Bu defa da, Gölcük Donanma Komutanlığı'ndan 9 çuval dolusu "delil niteliğinde belge(!)" ele geçirilmişti.

Avukatlar konuştu…

Sanıklar konuştu…

Vurguladıkları bunların "belge" değil "paçavra" olduğuydu; sahtelikler ortadaydı. Keza, hangi kurmay akıl, memleketin dört bir yanına itinayla, sanki özellikle bulunmalarını istercesine delil saçardı!

***

Mahkeme heyeti uzunca bir süre "kulaktan kulağa" oynadı.

Nihayet söz savcıdaydı:

- 196 sanıktan 163'ünün tutuklanmasına…

Bir uğultu…

İtirazlar…

Kaçar adım "karara giden" mahkeme heyetinin son talimatı manidardı:

- Kolluğun gerekli tedbiri alması…

Ablukanın sebebi hikmeti anlaşılmıştı.

***

Perde arkasında çaylar gitti kahveler geldi, kamuoyunun "uyku/afyon" saati beklendi. Evvelce öngörülen vakit gelince de, peşinen verilmiş, daha duruşmanın başında belli olan karar ilan edildi:

- 134 sanığın tutuklanmasına, 29 sanık hakkında da yakalama kararı çıkarılmasına…

***

Ve Harbiye Marşı:

Yıldırımlar yaratan bir ırkın ahfadıyız,

Tufanları gösteren, tarihlerin yâdıyız,

Kanla, irfanla kurduk biz bu Cumhuriyeti,

Cehennemler kudursa, ölmez nigâhbanıyız.

Hatırladıkça, bugün bile hâlâ tüylerimi diken diken eden, gözlerimi yaşartan, akıl almaz ve tarihi anlardı…

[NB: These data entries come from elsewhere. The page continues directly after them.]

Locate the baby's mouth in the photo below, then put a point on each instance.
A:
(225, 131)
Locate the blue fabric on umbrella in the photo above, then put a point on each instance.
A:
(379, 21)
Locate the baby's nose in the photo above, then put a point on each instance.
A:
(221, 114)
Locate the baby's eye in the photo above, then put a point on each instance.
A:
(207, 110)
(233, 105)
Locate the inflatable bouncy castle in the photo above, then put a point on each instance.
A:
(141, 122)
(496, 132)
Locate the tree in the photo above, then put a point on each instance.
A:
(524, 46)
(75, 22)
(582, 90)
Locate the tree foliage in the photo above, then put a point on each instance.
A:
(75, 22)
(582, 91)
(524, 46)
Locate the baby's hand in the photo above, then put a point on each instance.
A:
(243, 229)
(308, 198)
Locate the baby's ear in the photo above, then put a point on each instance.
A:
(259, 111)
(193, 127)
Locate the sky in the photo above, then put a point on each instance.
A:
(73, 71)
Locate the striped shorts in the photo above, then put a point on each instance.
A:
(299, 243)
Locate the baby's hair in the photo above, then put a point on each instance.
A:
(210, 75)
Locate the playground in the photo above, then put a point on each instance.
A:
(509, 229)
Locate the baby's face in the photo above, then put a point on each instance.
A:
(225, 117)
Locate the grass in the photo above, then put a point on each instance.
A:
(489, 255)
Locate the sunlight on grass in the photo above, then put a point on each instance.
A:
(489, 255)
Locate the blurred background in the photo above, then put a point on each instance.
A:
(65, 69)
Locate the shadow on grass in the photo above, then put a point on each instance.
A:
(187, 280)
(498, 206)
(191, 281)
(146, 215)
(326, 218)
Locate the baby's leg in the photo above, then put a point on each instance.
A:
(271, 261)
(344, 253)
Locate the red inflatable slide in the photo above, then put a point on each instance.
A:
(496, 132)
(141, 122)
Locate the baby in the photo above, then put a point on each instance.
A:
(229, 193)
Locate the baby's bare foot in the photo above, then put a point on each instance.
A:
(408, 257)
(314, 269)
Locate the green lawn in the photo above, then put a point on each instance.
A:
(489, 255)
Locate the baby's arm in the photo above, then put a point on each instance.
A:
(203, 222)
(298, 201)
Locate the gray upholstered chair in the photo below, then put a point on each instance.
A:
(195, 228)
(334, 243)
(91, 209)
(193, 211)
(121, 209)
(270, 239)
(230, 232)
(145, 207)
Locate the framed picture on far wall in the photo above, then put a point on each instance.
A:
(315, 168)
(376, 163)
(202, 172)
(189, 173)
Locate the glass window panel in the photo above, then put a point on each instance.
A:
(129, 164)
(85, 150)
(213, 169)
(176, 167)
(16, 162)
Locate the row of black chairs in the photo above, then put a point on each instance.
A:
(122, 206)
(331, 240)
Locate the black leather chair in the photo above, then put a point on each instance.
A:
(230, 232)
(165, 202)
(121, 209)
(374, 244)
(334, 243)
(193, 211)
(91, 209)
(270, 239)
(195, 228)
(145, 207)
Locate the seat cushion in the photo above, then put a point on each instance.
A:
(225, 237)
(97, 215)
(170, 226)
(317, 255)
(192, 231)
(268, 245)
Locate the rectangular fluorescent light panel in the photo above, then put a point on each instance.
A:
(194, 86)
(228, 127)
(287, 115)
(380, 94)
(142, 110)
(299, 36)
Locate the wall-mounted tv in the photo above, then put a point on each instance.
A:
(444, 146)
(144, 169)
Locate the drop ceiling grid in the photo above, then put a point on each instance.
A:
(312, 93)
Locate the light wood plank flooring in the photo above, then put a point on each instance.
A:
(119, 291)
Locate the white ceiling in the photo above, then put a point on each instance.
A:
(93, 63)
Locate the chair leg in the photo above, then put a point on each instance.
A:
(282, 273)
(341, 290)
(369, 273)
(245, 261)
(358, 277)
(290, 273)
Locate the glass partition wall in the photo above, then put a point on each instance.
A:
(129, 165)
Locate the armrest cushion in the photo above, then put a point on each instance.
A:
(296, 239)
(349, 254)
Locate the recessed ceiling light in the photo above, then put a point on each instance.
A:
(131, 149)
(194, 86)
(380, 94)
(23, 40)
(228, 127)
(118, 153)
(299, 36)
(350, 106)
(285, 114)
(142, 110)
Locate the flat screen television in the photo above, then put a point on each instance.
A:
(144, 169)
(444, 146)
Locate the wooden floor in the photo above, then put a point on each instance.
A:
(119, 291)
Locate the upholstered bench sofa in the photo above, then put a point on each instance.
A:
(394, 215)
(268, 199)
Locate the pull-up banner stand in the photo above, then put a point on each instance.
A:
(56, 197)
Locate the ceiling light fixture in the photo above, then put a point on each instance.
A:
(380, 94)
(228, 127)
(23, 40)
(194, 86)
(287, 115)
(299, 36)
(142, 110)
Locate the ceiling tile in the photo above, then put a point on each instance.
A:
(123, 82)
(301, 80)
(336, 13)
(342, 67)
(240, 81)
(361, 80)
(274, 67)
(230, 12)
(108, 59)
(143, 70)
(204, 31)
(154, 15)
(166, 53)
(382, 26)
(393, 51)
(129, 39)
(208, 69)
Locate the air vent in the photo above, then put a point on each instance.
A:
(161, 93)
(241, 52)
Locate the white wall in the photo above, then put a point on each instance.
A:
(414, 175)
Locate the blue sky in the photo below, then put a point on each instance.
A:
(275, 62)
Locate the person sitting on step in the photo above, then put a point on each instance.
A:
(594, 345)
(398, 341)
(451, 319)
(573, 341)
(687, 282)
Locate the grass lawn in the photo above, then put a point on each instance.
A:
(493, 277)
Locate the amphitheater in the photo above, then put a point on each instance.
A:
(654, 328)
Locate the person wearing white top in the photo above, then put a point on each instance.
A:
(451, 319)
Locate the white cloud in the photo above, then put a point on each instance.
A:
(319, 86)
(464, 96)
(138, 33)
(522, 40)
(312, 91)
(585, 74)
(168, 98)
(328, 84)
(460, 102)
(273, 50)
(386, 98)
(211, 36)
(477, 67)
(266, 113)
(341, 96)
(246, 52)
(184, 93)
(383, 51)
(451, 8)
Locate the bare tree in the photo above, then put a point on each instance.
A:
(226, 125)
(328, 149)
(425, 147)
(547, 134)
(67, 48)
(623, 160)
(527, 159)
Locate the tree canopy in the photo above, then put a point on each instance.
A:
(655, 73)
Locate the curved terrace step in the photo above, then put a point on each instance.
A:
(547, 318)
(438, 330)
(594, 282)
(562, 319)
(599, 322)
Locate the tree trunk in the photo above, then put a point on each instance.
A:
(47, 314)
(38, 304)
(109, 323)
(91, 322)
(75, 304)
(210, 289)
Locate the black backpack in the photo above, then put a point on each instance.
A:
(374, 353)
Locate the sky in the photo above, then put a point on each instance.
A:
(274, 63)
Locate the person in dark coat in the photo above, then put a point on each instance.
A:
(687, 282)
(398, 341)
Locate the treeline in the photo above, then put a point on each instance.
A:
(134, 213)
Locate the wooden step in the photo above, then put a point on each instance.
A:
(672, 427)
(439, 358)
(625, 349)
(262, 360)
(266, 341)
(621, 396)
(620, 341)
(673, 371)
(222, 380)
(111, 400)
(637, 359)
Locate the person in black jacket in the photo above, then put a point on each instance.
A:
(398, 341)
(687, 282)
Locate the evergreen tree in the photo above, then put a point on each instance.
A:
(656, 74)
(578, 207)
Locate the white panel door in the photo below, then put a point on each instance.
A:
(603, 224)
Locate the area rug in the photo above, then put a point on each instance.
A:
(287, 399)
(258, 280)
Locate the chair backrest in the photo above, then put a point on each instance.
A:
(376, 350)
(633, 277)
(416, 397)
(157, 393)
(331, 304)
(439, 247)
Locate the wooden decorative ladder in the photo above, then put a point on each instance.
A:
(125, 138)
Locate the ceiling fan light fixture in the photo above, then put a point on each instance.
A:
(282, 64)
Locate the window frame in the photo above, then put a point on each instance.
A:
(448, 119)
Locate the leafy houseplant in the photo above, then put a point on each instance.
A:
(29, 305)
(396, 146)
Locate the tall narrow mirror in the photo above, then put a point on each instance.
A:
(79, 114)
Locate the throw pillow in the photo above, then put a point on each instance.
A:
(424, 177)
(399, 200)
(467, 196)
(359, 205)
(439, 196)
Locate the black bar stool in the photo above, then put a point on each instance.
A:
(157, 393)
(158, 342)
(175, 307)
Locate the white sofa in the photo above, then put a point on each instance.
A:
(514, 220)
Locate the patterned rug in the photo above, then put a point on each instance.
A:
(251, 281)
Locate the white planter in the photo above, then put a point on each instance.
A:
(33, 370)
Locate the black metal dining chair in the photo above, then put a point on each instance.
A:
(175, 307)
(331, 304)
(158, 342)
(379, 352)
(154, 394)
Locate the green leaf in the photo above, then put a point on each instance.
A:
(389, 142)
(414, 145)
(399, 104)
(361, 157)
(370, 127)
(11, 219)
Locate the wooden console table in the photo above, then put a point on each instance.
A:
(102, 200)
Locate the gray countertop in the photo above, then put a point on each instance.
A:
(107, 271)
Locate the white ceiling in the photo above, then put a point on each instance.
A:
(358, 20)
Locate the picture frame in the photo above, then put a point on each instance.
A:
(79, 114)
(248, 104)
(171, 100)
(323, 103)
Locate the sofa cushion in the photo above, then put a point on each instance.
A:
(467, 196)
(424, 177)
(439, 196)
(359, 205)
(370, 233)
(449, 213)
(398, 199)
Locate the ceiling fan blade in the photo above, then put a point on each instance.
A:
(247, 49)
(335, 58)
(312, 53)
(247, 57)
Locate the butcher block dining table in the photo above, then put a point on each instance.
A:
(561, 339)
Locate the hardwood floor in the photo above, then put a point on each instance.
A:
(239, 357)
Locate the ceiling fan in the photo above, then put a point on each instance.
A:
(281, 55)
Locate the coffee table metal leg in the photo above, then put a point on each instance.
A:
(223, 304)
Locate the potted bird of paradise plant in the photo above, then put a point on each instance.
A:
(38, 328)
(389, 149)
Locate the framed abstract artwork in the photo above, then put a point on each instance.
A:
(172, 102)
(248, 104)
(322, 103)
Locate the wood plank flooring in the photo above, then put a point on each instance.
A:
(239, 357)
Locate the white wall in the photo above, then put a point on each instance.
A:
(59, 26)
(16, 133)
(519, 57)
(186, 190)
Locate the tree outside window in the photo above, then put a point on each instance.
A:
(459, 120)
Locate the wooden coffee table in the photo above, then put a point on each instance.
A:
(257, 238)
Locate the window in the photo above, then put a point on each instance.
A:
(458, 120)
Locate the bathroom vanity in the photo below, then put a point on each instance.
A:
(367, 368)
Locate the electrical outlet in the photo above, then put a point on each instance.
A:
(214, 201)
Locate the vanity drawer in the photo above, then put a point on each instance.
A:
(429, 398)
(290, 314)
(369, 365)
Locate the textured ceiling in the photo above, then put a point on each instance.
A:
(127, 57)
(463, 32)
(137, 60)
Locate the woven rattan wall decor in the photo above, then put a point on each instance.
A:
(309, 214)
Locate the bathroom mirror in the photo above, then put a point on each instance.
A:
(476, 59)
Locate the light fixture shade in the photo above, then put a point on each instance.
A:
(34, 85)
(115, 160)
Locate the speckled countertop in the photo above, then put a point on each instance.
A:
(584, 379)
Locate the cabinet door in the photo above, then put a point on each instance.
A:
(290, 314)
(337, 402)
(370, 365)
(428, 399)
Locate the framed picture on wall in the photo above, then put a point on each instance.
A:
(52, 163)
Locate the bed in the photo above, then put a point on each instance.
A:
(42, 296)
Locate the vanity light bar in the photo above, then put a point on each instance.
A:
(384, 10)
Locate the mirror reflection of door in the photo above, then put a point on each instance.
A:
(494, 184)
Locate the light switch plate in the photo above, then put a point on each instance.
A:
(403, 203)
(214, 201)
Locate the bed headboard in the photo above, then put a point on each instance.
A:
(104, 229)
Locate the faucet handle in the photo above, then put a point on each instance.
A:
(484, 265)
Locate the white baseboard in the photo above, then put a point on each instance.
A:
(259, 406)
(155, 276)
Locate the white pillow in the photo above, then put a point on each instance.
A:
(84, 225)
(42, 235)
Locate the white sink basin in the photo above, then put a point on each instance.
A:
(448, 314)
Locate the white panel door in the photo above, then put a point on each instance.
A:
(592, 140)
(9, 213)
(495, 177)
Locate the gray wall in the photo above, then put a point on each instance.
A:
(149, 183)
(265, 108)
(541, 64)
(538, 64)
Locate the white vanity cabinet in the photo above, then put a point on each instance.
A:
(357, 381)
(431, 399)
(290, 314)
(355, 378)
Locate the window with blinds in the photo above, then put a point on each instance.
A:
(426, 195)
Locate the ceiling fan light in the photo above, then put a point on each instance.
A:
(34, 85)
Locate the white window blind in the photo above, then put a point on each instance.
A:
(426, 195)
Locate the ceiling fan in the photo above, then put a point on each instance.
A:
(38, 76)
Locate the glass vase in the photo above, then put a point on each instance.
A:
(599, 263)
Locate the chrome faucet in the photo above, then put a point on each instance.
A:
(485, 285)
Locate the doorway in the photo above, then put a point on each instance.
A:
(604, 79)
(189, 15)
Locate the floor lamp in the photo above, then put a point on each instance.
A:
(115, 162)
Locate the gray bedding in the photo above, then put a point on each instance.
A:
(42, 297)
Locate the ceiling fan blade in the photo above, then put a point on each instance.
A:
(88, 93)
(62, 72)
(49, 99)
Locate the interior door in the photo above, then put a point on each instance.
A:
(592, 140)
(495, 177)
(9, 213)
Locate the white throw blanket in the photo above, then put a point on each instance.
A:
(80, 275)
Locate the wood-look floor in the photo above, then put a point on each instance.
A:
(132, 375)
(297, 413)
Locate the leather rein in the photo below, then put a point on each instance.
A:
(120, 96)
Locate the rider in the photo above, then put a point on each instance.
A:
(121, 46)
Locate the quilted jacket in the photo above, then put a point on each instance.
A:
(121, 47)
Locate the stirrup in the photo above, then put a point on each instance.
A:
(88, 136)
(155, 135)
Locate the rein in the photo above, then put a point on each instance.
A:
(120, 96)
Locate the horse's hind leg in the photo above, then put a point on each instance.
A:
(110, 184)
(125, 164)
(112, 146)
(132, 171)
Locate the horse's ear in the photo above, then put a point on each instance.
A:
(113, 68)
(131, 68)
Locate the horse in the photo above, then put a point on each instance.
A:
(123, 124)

Bir milli haysiyet ayaklanmasının sonucu, onurla, gururla kurulan Türkiye Cumhuriyeti'nin "yeni" döneminin ilk sayfası yazılıyordu tanıklığımızda; utançla!

***

O gün tutuklanmasının ardından 32 ayını cezaevinde geçiren, yargılama tiyatrosunun sonunda 16 yıl hapse çarptırılan, üniformasından ve askerlik mesleğinden koparılan Tulga, "O akşam belki 163 asker tutuklandı fakat ülke tüm kurumları ile bir imtihandan geçirildi" diyor, 10. Yıl sonra yazdığı yazıda;

TSK, siyaset, yargı, aydınlar, basın…

Sonuç?

Balyoz'un bir "kumpas" olduğunun "kabul edilmiş" olması sonucu değiştirdi mi?

Balyoz ve devamındaki 15 Temmuz'dan sonra yaratılan iklim, Tulga'nın ifadesiyle "Türk demokrasisinin birilerinin menfaati doğrultusunda yönlendirilmesini" sağladı mı, sağlamadı mı mesela?

16 Nisan referandumu dahil…

***

Sorsanız "FETÖ"yle mücadele tam gaz devam ediyor… Her gün yeni "Flaş… Flaş…" anonslu operasyon haberleri veriliyor… Ve fakat, o alçak yapının Türkiye Cumhuriyeti Devleti'ne kurduğu ve "neye mal olduğu" yeni yeni idrak edilebilen kumpasla ilgili birçok sorunun cevabını verilmiş değil hâlâ…

Hoş soran da kalmadı zaten; bir avuç gazeteci ile, mağdurlardan bir avucu dışında …

İşte o soruları sıralıyor Tulga:

1. Sahte Balyoz belgeleri, CD'ler nasıl ve kimler tarafından oluşturuldu?..

2. Sahte Balyoz bavulu Taraf gazetesine nasıl getirildi? Kim getirdi? 1'inci Ordu Komutanlığından ses kayıtlarını ve belgeleri kim dışarı çıkardı?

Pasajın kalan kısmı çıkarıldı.